Lunar sample 78235 is a heavily shocked norite from the lunar highlands. This sample is a coarse-grained (5 mm) plutonic rock composed of about 50 percent plagioclase and 50 percent orthopyroxene with numerous veinlets of brown glass. Despite a high degree of shock, the mineral boundaries of the original cumulate have been well preserved (fig. 42). Lunar sample 78235 has been studied by Steele 1975, Sclar and Bauer 1975, McCallum and Mathez 1975, and Dymek et al. 1975. The composition is given in table 6.

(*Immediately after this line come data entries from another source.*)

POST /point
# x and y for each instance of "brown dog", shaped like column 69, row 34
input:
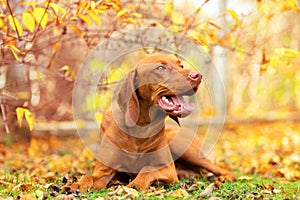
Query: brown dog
column 135, row 138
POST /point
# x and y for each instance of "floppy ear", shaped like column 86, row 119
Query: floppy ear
column 128, row 100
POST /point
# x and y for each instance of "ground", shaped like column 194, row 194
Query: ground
column 265, row 157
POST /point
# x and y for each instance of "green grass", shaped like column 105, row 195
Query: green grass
column 255, row 187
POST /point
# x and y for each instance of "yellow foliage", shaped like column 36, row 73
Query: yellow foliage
column 29, row 117
column 28, row 21
column 177, row 18
column 56, row 8
column 41, row 16
column 76, row 30
column 235, row 17
column 86, row 19
column 95, row 17
column 15, row 24
column 14, row 51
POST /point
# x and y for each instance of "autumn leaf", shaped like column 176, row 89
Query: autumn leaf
column 95, row 18
column 66, row 69
column 3, row 25
column 15, row 51
column 235, row 17
column 86, row 19
column 122, row 13
column 41, row 16
column 56, row 8
column 76, row 30
column 287, row 52
column 20, row 114
column 208, row 190
column 28, row 21
column 29, row 117
column 177, row 18
column 15, row 24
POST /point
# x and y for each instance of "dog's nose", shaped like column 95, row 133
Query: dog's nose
column 195, row 76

Pyroxene - Orthopyroxene is light brown and shows undulatory extinction and mosaicism. It is highly cracked, because of the expansion of the adjacent plagioclase. There is no pyroxene exsolution. Rare grains of clinopyroxene occur as inclusions in the plagioclase and in the mesostasis. Pyroxene compositions are given in figure 43.
Figure 43. Composition of pyroxenes in 78235. The orthopyroxene host contains exsolved augite indicating slow cooling in a plutonic environment.
Plagioclase - Most of the plagioclase has been shocked to isotropic maskelynite. It is chemically homogeneous at An95. Some plagioclase has partially recrystallized.
Mesostasis - Interstitial areas between the pyroxene and plagioclase crystals have the triangular shape characteristic of cumulate rocks. Accessory minerals in the mesostasis include silica, troilite, Fe-metal, Nbrutile, chromite, whitlockite, and baddeleyite.
Glass - Numerous glass veins penetrate this rock. It has been highly shocked.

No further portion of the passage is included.